Disclosed in the present invention are a manufacturing method for a bionic ceramic cutter and a manufactured bionic ceramic cutter. The bionic ceramic cutter is formed by alternately laying a hard layer material and a soft layer material. During loading, each time one layer of the hard layer material or the soft layer material is laid, a pressing head die is used for pre-pressing once, different layers are pre-pressed by means of different or the same pressing head grinding tools, and the last layer is pre-pressed by means of a pressing head die with a linear cross section, so that the interfaces of a transition zone between heterogeneous layers have different textures and are interlocked, thereby improving the crack propagation path, improving the interface bonding strength, improving the fracture toughness, and significantly prolonging the service life.

Description

A method for preparing a bionic ceramic cutting tool and the obtained bionic ceramic cutting tool

technical field

The invention discloses a preparation method of a bionic ceramic cutter and the obtained bionic ceramic cutter.

Background technique

The statements herein merely provide background related to the present invention and do not necessarily constitute prior art.

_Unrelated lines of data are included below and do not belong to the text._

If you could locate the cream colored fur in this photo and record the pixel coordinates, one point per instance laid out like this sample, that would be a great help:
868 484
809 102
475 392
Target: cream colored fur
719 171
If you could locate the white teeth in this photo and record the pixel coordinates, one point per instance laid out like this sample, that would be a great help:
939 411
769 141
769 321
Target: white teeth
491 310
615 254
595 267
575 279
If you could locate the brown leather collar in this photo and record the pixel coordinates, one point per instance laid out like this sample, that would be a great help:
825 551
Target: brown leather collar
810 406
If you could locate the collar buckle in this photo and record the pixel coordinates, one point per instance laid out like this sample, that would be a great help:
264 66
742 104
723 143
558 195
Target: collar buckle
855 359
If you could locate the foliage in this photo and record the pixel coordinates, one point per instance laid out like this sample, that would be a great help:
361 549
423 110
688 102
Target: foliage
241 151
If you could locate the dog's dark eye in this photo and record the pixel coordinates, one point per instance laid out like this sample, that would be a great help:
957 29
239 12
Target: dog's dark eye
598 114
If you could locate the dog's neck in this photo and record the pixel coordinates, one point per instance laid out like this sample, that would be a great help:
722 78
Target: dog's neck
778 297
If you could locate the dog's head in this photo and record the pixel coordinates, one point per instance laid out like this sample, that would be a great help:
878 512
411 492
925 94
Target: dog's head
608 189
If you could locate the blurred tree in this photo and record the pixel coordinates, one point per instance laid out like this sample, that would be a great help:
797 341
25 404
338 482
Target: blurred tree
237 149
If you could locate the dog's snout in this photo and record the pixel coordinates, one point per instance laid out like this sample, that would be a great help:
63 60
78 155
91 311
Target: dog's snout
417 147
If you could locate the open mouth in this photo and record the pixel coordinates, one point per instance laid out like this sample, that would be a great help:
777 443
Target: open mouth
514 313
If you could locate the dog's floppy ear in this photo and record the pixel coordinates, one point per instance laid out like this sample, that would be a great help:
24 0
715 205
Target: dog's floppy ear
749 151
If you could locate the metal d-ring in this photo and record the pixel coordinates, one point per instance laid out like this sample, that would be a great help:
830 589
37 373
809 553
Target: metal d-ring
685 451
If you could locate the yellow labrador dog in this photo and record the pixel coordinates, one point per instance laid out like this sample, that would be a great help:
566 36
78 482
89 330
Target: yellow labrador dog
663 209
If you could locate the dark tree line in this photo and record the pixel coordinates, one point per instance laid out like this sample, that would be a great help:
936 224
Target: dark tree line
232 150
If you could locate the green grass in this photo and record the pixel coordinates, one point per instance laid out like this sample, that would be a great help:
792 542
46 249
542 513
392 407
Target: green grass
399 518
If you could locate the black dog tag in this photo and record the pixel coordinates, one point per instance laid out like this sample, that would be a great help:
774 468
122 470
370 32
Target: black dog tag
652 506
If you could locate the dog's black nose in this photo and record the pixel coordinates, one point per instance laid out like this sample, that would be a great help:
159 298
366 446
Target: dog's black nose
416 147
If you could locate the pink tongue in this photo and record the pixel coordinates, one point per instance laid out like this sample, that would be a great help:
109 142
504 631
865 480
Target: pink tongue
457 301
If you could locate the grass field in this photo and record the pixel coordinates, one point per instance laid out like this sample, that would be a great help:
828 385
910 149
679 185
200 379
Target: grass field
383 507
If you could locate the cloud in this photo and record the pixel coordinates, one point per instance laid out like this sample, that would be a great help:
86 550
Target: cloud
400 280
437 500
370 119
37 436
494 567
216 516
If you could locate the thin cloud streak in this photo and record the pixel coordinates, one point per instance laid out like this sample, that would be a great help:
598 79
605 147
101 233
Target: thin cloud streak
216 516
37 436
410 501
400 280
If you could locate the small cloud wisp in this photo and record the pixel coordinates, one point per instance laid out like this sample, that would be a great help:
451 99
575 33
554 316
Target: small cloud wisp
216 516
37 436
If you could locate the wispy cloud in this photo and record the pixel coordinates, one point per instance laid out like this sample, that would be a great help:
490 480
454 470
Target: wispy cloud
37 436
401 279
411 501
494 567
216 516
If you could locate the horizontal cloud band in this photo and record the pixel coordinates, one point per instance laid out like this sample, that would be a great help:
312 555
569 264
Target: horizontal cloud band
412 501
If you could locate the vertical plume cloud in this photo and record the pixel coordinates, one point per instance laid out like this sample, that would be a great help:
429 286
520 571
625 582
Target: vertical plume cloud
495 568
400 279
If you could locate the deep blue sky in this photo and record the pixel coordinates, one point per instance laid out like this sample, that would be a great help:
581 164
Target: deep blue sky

As we all know, ceramic tools have the advantages of high hardness, high strength, and can realize cutting, but they also have the characteristics of high brittleness, low fracture toughness, and low mechanical reliability.

At present, the commonly used preparation methods of bionic ceramic cutting tools are tape casting, grouting and rolling, vapor deposition, compression molding and hot pressing compounding. The tape casting method has the following problems: The technology is too high, and it is difficult for materials with complex components; the grouting method has the following problems: during the drying process, the shrinkage of the slurry is large, and the density of the obtained product is too low; the rolling film forming method has the following problems: many processing steps, The operation is complicated, and the resulting substrate is thick; the vapor deposition method has the disadvantages of low interface bonding strength and easy debonding.

SUMMARY OF THE INVENTION

In view of the deficiencies in the prior art, the purpose of the present invention is to provide a method for preparing a biomimetic ceramic cutter and the obtained biomimetic ceramic cutter. The method combines the special structure of the shell nacre and the role of mineral bridges with the application of the ceramic cutter according to bionics , Without sacrificing the comprehensive performance, the difficulty of low fracture toughness is improved, and the bionic ceramic tool is prepared to achieve the advantages of controllable performance and adjustable interface, thereby improving the mechanical reliability of the ceramic tool.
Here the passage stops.